Y por fin llegamos al asunto que motiva el titular de este artículo. Todo el mundo conoce el aceite de palma, que en los últimos años ha pasado a formar parte de muchos alimentos procesados que consumimos cotidianamente. El aceite de palma es un caso célebre para el ecologismo internacional, pues su obtención a base de deforestar enormes extensiones de selva en Indonesia y otros países, hábitat de orangutanes y otra fauna en peligro, ha creado cierto revuelo internacional.

Pero hay más. El aceite de palma es una especie de panacea universal para la industria alimentaria, porque aporta una agradable untuosidad a cualquier cosa comestible a la que se añada. El problema es que hay que desodorizarlo antes, para que no mezcle su fuerte aroma con el producto de base. Al someterlo a altas temperaturas para refinarlo y quitarle su olor natural, se forman ésteres de glicidilo (GE en inglés), reconocidos tóxicos y cancerígenos. Lo malo es que si queremos evitar ingerir GE no lo tenemos fácil: abunda en toda clase de galletas y productos de pastelería y bollería industrial.
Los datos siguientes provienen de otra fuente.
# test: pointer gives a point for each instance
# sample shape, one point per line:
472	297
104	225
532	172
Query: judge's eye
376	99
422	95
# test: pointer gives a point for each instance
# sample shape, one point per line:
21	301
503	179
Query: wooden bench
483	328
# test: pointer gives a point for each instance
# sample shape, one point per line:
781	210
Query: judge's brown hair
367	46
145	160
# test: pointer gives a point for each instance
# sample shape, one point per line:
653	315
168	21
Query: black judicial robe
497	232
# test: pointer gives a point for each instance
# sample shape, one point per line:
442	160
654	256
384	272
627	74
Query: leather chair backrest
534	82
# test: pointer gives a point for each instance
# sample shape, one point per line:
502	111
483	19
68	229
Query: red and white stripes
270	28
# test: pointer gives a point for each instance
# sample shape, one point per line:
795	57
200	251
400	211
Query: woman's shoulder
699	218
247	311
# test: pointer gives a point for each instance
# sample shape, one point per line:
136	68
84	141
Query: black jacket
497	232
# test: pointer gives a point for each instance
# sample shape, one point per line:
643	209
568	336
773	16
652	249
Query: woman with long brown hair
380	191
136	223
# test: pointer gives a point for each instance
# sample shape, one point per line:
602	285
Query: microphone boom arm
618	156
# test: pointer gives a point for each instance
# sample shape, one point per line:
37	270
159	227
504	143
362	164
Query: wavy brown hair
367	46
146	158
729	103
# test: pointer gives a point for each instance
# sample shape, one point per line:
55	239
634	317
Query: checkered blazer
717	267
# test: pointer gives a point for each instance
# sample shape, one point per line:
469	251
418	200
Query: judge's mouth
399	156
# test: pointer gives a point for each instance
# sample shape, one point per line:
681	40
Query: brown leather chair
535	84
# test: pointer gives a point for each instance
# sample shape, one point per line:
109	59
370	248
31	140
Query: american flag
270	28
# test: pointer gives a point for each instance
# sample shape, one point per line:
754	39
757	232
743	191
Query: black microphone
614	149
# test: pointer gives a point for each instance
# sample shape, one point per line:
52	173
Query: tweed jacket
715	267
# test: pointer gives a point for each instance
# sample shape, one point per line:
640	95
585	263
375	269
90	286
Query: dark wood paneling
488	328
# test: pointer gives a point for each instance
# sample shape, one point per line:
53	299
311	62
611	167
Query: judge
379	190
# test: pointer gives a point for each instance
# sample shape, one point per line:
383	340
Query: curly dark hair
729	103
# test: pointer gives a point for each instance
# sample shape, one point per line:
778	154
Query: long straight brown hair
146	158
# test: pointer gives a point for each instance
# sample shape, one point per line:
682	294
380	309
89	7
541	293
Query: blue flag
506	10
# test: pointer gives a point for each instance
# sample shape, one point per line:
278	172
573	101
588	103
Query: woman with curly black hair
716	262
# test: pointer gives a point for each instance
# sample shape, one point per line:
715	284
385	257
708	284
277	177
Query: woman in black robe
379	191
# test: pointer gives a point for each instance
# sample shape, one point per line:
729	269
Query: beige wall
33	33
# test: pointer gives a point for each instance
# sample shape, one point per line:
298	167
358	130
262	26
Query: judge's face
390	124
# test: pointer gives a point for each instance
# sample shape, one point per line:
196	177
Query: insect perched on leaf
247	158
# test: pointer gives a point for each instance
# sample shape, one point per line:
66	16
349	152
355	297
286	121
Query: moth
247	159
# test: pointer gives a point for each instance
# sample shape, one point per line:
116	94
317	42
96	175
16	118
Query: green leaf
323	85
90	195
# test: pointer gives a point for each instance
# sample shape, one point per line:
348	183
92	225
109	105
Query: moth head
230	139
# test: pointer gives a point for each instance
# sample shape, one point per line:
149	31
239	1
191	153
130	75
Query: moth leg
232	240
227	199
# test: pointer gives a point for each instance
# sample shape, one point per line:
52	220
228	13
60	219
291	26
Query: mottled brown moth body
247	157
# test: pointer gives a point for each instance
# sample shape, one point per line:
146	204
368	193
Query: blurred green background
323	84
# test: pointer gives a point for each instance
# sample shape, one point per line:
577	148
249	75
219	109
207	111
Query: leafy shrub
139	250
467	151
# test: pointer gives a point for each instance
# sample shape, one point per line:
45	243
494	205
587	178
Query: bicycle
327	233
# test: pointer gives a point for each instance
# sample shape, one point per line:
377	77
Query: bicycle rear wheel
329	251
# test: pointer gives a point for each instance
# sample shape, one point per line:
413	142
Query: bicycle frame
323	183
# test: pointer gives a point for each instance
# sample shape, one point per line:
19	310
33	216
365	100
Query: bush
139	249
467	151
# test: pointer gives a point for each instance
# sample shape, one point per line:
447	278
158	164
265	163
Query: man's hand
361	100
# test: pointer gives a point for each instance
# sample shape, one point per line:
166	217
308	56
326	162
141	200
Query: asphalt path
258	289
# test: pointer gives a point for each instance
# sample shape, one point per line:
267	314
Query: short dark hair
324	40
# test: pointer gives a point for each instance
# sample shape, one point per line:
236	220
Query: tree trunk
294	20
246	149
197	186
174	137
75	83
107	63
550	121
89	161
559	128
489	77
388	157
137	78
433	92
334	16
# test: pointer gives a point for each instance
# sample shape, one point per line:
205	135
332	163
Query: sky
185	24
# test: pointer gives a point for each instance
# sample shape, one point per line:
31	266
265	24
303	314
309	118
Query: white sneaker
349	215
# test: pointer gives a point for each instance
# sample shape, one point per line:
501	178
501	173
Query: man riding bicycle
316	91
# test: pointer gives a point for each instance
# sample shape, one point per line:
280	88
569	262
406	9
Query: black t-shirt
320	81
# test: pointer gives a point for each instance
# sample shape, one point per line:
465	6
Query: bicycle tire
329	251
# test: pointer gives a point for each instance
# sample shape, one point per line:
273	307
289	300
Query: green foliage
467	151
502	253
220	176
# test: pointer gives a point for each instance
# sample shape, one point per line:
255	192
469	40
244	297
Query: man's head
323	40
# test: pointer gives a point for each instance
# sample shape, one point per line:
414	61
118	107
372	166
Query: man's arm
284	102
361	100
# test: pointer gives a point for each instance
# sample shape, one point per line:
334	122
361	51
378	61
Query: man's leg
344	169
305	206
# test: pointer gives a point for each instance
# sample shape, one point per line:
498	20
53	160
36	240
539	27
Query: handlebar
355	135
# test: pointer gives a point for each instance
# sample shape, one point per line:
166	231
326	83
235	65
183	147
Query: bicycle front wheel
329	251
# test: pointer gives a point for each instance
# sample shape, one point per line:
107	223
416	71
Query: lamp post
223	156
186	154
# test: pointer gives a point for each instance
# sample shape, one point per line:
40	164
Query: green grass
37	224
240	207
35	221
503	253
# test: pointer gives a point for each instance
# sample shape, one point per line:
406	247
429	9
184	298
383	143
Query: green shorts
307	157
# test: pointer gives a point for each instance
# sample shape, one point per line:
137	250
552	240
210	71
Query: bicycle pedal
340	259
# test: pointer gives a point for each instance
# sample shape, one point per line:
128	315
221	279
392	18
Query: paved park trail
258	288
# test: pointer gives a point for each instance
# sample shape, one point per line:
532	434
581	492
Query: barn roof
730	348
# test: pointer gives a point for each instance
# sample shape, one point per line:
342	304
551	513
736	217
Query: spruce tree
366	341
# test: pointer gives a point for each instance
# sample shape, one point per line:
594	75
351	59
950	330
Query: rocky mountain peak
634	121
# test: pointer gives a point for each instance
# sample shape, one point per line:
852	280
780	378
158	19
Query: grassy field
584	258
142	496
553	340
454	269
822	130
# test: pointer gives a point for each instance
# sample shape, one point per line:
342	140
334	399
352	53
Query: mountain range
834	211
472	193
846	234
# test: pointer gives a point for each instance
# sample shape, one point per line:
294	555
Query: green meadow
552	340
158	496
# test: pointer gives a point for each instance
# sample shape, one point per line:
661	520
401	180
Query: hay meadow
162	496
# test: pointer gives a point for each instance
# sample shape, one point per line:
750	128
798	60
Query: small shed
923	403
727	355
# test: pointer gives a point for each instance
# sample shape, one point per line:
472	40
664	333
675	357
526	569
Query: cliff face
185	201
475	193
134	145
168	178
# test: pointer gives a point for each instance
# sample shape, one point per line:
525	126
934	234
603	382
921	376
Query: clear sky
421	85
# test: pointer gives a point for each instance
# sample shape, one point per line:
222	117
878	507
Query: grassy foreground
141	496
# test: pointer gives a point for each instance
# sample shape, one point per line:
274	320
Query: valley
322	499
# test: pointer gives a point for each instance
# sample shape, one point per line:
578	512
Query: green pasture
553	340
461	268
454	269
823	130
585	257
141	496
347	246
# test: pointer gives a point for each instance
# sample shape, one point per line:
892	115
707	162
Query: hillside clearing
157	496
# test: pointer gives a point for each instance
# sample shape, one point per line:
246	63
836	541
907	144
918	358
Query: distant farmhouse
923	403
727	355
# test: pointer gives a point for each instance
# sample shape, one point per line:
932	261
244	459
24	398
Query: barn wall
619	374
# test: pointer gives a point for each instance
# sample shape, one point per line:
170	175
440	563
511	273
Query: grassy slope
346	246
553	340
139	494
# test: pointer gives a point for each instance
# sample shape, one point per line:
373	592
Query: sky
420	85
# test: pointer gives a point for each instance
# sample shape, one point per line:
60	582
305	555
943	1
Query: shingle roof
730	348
Visto lo visto, ¿qué podemos hacer? Entre las dos opciones radicales de no comer nada que no proceda de mi huerto (que seguramente estará contaminado con metales pesados y dioxinas, como lo están las perdices en el campo) y lo que no mata engorda hay muchas posibilidades. En general, evitar la galletería y snackería industrial es una buena idea, así como consumir, si se puede, productos de agricultura ecológica. Y sobre todo, coger la costumbre de ir al mercado, hacer la compra y cocinar.